As per your point 2, I better understand now the clinical rationale behind using connected-component-based metrics. Similarly, I can appreciate the rationale behind the 'rank then aggregate' method described in your point 3. I will read the papers that you mentioned, but my main concern with the mean Dice was not that I thought it was a good challenge metric, but that it demonstrated that something computationally unexpected was occurring during evaluation. When you say that you mean to use a traditional 'global' dice, do you refer to the following voxel-wise calculation?

2*TP / (2*TP + FP + FN)

Where a TP is a voxel that is set to 1 in both the ground-truth and the prediction, a FP is a voxel set to 0 in the ground-truth but 1 in the prediction, and a FN is a voxel set to 1 in the ground-truth and 0 in the prediction?

If so, then I think that there might be a hiccup in the Panoptica configuration. My original concern actually came from tinkering with the notebook that you sent, as my calculations do not match those generated from Panoptica, and I can cause the Panoptica evaluation to return a Dice value of zero with a very simple manipulation of the predicted lesion that does not zero out the conventional voxel-wise Dice metric.

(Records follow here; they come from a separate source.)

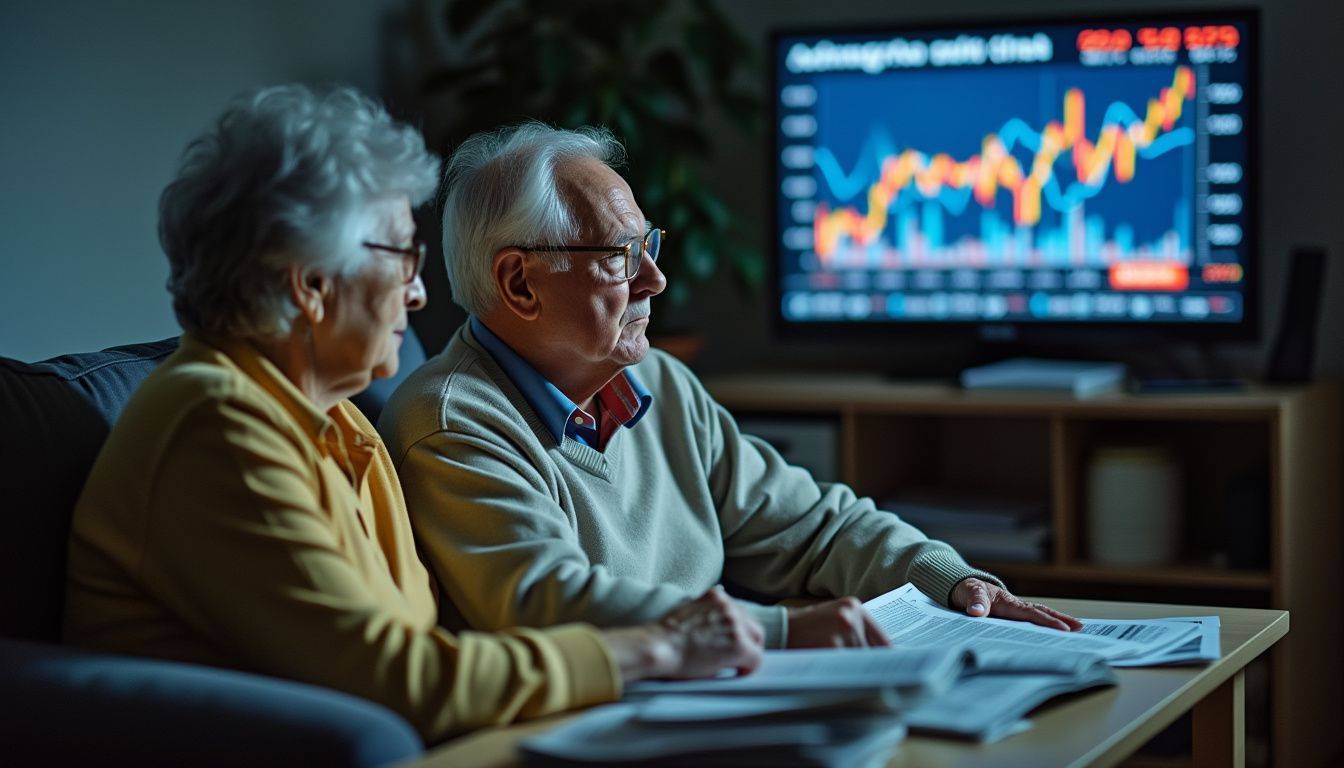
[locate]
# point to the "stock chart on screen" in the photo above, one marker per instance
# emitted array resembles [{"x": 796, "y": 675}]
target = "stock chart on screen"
[{"x": 1053, "y": 172}]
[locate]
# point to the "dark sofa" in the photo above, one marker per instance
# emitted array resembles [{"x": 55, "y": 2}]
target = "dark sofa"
[{"x": 59, "y": 705}]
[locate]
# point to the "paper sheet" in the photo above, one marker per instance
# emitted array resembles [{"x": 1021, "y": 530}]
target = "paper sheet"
[
  {"x": 1202, "y": 646},
  {"x": 910, "y": 618}
]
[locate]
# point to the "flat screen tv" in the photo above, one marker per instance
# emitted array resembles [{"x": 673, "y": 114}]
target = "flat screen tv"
[{"x": 1092, "y": 175}]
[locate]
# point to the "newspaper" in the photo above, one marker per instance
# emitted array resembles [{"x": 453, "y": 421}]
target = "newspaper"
[
  {"x": 897, "y": 671},
  {"x": 1203, "y": 646},
  {"x": 911, "y": 619}
]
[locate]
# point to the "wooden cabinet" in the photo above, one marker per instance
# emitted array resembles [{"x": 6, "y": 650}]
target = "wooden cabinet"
[{"x": 1261, "y": 501}]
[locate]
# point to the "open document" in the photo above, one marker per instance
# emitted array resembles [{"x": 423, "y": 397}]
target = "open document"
[{"x": 911, "y": 619}]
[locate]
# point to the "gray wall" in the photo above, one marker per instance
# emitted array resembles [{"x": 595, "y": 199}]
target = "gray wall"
[{"x": 100, "y": 100}]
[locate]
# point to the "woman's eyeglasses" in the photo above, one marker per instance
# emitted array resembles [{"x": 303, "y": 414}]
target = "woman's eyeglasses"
[{"x": 413, "y": 257}]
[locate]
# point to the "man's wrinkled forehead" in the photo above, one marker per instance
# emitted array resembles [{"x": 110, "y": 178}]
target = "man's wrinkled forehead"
[{"x": 600, "y": 198}]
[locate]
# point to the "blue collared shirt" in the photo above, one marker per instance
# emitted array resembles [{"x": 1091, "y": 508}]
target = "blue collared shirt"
[{"x": 558, "y": 413}]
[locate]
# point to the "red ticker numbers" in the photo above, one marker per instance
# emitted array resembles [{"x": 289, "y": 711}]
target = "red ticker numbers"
[
  {"x": 1212, "y": 36},
  {"x": 1160, "y": 38},
  {"x": 1105, "y": 41}
]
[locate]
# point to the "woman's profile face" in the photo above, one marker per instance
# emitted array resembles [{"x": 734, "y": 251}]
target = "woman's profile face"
[{"x": 367, "y": 310}]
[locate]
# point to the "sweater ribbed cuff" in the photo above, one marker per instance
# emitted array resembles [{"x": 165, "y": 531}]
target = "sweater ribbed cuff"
[
  {"x": 593, "y": 673},
  {"x": 774, "y": 620},
  {"x": 938, "y": 570}
]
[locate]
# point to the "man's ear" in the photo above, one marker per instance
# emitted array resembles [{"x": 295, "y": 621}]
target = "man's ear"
[
  {"x": 514, "y": 283},
  {"x": 309, "y": 291}
]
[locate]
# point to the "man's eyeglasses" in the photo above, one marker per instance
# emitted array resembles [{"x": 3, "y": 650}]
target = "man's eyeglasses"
[
  {"x": 413, "y": 257},
  {"x": 631, "y": 253}
]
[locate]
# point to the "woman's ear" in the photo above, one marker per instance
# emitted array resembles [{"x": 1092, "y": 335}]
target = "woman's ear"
[
  {"x": 309, "y": 289},
  {"x": 514, "y": 283}
]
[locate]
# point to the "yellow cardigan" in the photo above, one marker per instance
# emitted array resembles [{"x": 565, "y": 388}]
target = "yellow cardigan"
[{"x": 230, "y": 522}]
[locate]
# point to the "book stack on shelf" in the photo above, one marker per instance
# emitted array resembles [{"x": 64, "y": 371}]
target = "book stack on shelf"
[{"x": 979, "y": 525}]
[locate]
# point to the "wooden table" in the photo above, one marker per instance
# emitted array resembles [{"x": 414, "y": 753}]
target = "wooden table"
[{"x": 1100, "y": 728}]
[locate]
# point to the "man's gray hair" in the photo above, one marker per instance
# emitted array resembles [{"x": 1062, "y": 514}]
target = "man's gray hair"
[
  {"x": 501, "y": 190},
  {"x": 278, "y": 180}
]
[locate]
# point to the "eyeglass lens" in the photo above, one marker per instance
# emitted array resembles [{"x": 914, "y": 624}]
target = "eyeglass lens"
[{"x": 651, "y": 246}]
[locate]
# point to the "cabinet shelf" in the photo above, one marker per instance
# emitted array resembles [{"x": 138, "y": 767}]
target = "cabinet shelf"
[{"x": 1261, "y": 488}]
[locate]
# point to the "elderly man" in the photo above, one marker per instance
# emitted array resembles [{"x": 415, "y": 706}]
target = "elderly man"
[{"x": 558, "y": 470}]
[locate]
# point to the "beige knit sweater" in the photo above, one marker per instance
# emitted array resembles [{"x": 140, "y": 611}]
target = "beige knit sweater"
[{"x": 524, "y": 531}]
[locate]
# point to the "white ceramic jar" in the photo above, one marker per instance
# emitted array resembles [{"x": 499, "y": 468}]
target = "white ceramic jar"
[{"x": 1133, "y": 506}]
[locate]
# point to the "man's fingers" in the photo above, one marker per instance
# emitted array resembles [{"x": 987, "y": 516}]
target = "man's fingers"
[
  {"x": 1022, "y": 611},
  {"x": 979, "y": 601},
  {"x": 874, "y": 634},
  {"x": 1074, "y": 624}
]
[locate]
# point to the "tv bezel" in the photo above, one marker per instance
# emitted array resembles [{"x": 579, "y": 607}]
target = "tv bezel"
[{"x": 1043, "y": 331}]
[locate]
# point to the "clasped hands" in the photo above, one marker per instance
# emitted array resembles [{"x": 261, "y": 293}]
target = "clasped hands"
[{"x": 846, "y": 624}]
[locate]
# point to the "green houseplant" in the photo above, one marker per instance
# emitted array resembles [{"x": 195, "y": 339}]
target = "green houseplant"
[{"x": 660, "y": 74}]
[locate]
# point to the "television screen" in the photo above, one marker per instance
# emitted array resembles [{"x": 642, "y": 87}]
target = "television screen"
[{"x": 1058, "y": 172}]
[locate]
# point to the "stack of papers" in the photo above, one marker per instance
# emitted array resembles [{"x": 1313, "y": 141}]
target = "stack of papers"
[
  {"x": 911, "y": 619},
  {"x": 679, "y": 733},
  {"x": 946, "y": 674},
  {"x": 1022, "y": 666}
]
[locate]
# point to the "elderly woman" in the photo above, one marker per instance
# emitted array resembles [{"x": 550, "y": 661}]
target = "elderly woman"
[{"x": 245, "y": 514}]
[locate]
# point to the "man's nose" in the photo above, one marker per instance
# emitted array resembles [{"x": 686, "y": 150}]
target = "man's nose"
[{"x": 649, "y": 280}]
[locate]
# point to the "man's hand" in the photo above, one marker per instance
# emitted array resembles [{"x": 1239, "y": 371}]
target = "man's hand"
[
  {"x": 696, "y": 640},
  {"x": 836, "y": 624},
  {"x": 983, "y": 599}
]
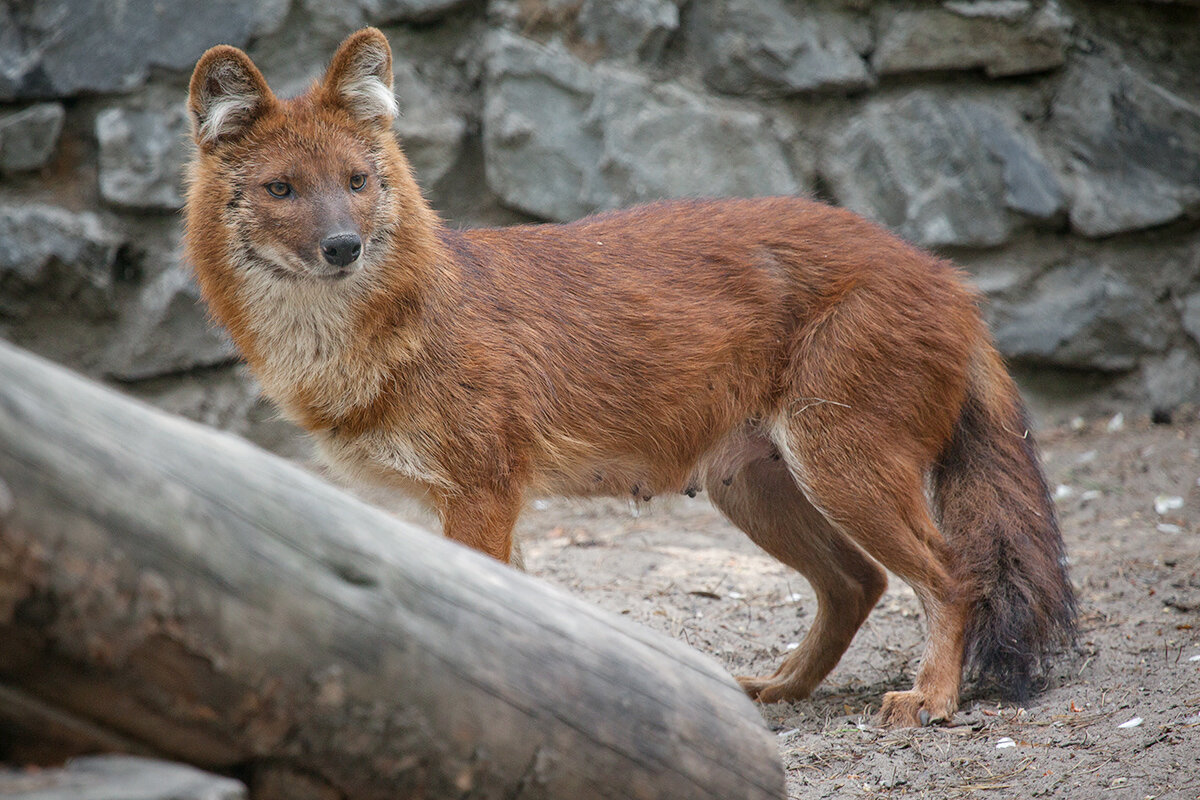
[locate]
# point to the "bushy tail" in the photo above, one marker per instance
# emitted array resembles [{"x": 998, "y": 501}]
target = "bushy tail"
[{"x": 996, "y": 512}]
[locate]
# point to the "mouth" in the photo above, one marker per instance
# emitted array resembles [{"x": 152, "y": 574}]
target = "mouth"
[{"x": 337, "y": 275}]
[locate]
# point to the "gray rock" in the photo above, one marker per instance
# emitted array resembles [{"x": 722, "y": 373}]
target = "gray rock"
[
  {"x": 94, "y": 46},
  {"x": 940, "y": 170},
  {"x": 28, "y": 137},
  {"x": 167, "y": 330},
  {"x": 563, "y": 139},
  {"x": 119, "y": 777},
  {"x": 774, "y": 47},
  {"x": 142, "y": 155},
  {"x": 663, "y": 140},
  {"x": 629, "y": 26},
  {"x": 1003, "y": 37},
  {"x": 1131, "y": 148},
  {"x": 1173, "y": 380},
  {"x": 39, "y": 238},
  {"x": 430, "y": 127},
  {"x": 1084, "y": 317}
]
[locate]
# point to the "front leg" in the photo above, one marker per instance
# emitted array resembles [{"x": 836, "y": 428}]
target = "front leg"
[{"x": 483, "y": 519}]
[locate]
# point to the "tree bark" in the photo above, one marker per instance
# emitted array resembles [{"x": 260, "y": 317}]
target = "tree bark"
[{"x": 178, "y": 589}]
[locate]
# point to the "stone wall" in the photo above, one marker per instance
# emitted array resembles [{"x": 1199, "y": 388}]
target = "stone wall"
[{"x": 1050, "y": 148}]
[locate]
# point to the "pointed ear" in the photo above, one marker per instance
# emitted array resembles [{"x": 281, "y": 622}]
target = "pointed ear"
[
  {"x": 359, "y": 77},
  {"x": 226, "y": 95}
]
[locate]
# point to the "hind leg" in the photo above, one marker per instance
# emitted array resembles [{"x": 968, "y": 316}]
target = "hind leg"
[
  {"x": 871, "y": 487},
  {"x": 765, "y": 501}
]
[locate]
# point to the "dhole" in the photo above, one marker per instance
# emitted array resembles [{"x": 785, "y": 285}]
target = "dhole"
[{"x": 810, "y": 371}]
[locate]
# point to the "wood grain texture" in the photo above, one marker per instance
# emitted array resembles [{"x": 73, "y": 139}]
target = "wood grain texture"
[{"x": 192, "y": 594}]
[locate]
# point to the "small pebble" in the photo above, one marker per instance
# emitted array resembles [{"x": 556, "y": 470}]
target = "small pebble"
[{"x": 1167, "y": 503}]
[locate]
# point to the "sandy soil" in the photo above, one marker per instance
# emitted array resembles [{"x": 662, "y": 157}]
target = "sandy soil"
[{"x": 1121, "y": 719}]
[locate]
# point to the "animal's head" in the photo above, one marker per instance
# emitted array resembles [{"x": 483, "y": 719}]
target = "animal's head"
[{"x": 309, "y": 188}]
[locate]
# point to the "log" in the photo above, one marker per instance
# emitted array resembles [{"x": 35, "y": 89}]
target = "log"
[{"x": 205, "y": 601}]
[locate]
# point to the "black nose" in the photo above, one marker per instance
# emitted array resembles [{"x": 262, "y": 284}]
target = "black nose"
[{"x": 341, "y": 248}]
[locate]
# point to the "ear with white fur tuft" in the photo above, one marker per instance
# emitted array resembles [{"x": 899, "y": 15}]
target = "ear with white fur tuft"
[
  {"x": 359, "y": 77},
  {"x": 226, "y": 95}
]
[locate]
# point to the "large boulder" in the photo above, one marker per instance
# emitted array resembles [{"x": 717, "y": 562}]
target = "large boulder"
[
  {"x": 1131, "y": 148},
  {"x": 119, "y": 777},
  {"x": 1002, "y": 37},
  {"x": 629, "y": 26},
  {"x": 1083, "y": 316},
  {"x": 143, "y": 149},
  {"x": 59, "y": 49},
  {"x": 775, "y": 47},
  {"x": 430, "y": 127},
  {"x": 29, "y": 136},
  {"x": 45, "y": 244},
  {"x": 349, "y": 14},
  {"x": 941, "y": 170},
  {"x": 166, "y": 331},
  {"x": 563, "y": 138}
]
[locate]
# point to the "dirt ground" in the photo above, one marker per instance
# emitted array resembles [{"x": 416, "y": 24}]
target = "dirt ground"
[{"x": 1121, "y": 719}]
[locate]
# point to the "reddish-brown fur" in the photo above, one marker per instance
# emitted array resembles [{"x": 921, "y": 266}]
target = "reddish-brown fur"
[{"x": 808, "y": 368}]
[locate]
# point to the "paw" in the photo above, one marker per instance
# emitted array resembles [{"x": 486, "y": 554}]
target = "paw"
[
  {"x": 772, "y": 690},
  {"x": 913, "y": 709}
]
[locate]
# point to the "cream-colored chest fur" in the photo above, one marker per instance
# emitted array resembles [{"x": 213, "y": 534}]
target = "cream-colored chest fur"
[
  {"x": 312, "y": 355},
  {"x": 389, "y": 458}
]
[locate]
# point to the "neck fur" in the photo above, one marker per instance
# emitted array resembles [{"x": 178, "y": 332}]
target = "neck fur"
[{"x": 324, "y": 349}]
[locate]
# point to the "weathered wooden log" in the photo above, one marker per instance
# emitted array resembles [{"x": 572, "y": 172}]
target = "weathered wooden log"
[{"x": 213, "y": 603}]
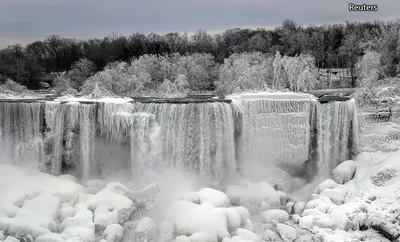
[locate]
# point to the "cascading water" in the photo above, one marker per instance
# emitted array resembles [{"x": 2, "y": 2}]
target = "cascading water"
[
  {"x": 274, "y": 131},
  {"x": 145, "y": 145},
  {"x": 212, "y": 139},
  {"x": 196, "y": 136},
  {"x": 21, "y": 133},
  {"x": 87, "y": 126},
  {"x": 337, "y": 134}
]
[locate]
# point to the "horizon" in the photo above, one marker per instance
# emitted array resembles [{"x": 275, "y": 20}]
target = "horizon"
[{"x": 26, "y": 21}]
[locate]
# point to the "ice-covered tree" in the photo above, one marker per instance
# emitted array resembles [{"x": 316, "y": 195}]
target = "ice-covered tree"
[
  {"x": 297, "y": 68},
  {"x": 369, "y": 69},
  {"x": 199, "y": 69},
  {"x": 80, "y": 71},
  {"x": 244, "y": 72},
  {"x": 121, "y": 79}
]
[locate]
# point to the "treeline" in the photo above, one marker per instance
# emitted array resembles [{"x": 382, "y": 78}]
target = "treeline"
[{"x": 332, "y": 46}]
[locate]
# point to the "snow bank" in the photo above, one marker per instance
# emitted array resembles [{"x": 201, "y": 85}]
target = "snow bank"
[
  {"x": 189, "y": 218},
  {"x": 213, "y": 197},
  {"x": 254, "y": 193},
  {"x": 275, "y": 214},
  {"x": 24, "y": 182},
  {"x": 344, "y": 172}
]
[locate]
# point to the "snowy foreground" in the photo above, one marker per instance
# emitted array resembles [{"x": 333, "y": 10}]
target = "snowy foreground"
[{"x": 361, "y": 203}]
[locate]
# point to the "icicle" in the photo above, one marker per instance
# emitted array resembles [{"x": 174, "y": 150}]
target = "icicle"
[
  {"x": 144, "y": 136},
  {"x": 275, "y": 130},
  {"x": 197, "y": 136},
  {"x": 113, "y": 125},
  {"x": 335, "y": 121},
  {"x": 87, "y": 124},
  {"x": 21, "y": 140}
]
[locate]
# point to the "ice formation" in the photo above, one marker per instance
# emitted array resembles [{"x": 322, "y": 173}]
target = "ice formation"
[
  {"x": 196, "y": 136},
  {"x": 21, "y": 133},
  {"x": 337, "y": 134},
  {"x": 274, "y": 129}
]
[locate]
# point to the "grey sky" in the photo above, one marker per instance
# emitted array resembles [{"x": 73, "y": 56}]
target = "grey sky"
[{"x": 23, "y": 21}]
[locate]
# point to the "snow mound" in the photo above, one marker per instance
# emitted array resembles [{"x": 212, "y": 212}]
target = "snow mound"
[
  {"x": 329, "y": 183},
  {"x": 189, "y": 218},
  {"x": 202, "y": 236},
  {"x": 146, "y": 230},
  {"x": 24, "y": 183},
  {"x": 275, "y": 214},
  {"x": 213, "y": 197},
  {"x": 113, "y": 233},
  {"x": 254, "y": 193},
  {"x": 344, "y": 172},
  {"x": 286, "y": 232},
  {"x": 167, "y": 231},
  {"x": 243, "y": 235},
  {"x": 106, "y": 200}
]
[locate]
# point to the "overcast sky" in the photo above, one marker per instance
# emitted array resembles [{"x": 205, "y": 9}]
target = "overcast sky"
[{"x": 23, "y": 21}]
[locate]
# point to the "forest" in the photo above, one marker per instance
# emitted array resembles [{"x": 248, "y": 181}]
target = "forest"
[{"x": 287, "y": 57}]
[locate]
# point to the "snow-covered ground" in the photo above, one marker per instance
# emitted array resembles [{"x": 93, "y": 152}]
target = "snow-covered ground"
[{"x": 361, "y": 203}]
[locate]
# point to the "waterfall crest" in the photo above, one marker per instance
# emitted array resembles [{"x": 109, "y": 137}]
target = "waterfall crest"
[
  {"x": 21, "y": 140},
  {"x": 337, "y": 134},
  {"x": 273, "y": 130},
  {"x": 196, "y": 136}
]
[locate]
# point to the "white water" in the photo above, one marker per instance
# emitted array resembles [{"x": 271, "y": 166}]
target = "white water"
[
  {"x": 271, "y": 131},
  {"x": 337, "y": 125},
  {"x": 87, "y": 126},
  {"x": 197, "y": 136},
  {"x": 20, "y": 134},
  {"x": 274, "y": 131}
]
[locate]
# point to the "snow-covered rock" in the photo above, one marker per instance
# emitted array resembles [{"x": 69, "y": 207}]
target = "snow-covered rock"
[
  {"x": 264, "y": 206},
  {"x": 298, "y": 208},
  {"x": 254, "y": 193},
  {"x": 189, "y": 218},
  {"x": 233, "y": 218},
  {"x": 150, "y": 192},
  {"x": 52, "y": 237},
  {"x": 203, "y": 237},
  {"x": 145, "y": 231},
  {"x": 65, "y": 212},
  {"x": 182, "y": 238},
  {"x": 275, "y": 214},
  {"x": 188, "y": 196},
  {"x": 249, "y": 225},
  {"x": 270, "y": 235},
  {"x": 246, "y": 235},
  {"x": 329, "y": 183},
  {"x": 167, "y": 231},
  {"x": 113, "y": 233},
  {"x": 213, "y": 197},
  {"x": 119, "y": 207},
  {"x": 337, "y": 195},
  {"x": 94, "y": 186},
  {"x": 286, "y": 232},
  {"x": 289, "y": 207},
  {"x": 344, "y": 172}
]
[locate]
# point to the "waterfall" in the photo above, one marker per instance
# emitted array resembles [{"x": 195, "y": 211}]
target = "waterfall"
[
  {"x": 87, "y": 126},
  {"x": 144, "y": 141},
  {"x": 273, "y": 131},
  {"x": 196, "y": 136},
  {"x": 21, "y": 140},
  {"x": 253, "y": 134},
  {"x": 337, "y": 134}
]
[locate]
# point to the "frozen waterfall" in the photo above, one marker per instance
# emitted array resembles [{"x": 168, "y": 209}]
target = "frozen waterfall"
[
  {"x": 273, "y": 131},
  {"x": 21, "y": 133},
  {"x": 253, "y": 133},
  {"x": 196, "y": 136},
  {"x": 337, "y": 134}
]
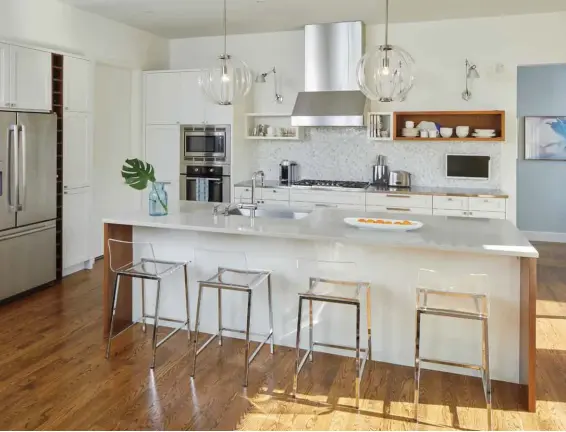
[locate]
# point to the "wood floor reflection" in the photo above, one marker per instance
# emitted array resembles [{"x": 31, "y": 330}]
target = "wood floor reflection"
[{"x": 53, "y": 375}]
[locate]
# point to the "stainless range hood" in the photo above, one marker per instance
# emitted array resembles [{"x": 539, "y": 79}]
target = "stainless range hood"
[{"x": 332, "y": 96}]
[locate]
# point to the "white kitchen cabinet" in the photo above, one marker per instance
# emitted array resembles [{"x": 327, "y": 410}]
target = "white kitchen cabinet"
[
  {"x": 487, "y": 215},
  {"x": 163, "y": 98},
  {"x": 488, "y": 204},
  {"x": 30, "y": 79},
  {"x": 399, "y": 200},
  {"x": 77, "y": 154},
  {"x": 77, "y": 79},
  {"x": 4, "y": 75},
  {"x": 450, "y": 202},
  {"x": 76, "y": 217},
  {"x": 192, "y": 100},
  {"x": 400, "y": 210},
  {"x": 330, "y": 197},
  {"x": 162, "y": 150},
  {"x": 451, "y": 212}
]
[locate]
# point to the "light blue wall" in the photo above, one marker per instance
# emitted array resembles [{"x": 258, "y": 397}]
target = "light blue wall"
[{"x": 541, "y": 185}]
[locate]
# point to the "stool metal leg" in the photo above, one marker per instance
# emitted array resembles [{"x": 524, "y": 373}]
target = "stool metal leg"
[
  {"x": 247, "y": 350},
  {"x": 144, "y": 327},
  {"x": 270, "y": 301},
  {"x": 358, "y": 377},
  {"x": 114, "y": 304},
  {"x": 486, "y": 375},
  {"x": 219, "y": 316},
  {"x": 368, "y": 316},
  {"x": 417, "y": 364},
  {"x": 298, "y": 348},
  {"x": 197, "y": 323},
  {"x": 311, "y": 338},
  {"x": 156, "y": 323}
]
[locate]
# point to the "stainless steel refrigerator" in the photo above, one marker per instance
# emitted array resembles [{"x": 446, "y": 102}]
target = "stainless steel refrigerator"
[{"x": 28, "y": 201}]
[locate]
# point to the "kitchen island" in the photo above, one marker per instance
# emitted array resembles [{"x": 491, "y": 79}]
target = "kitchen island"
[{"x": 390, "y": 260}]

If the concepts of TP, FP, FN used to compute the Dice are not voxel-wise but instead are based on how many of the ground-truth connected components are identified based on an IoU of >0.5, then perhaps the numbers are correct, but I haven't evaluated this by hand and it sounds from your response that this isn't the intention.

I'm not familiar with the GC interface, but perhaps there would be a way to message you directly with an edited copy of your Jupyter notebook that demonstrates my concerns.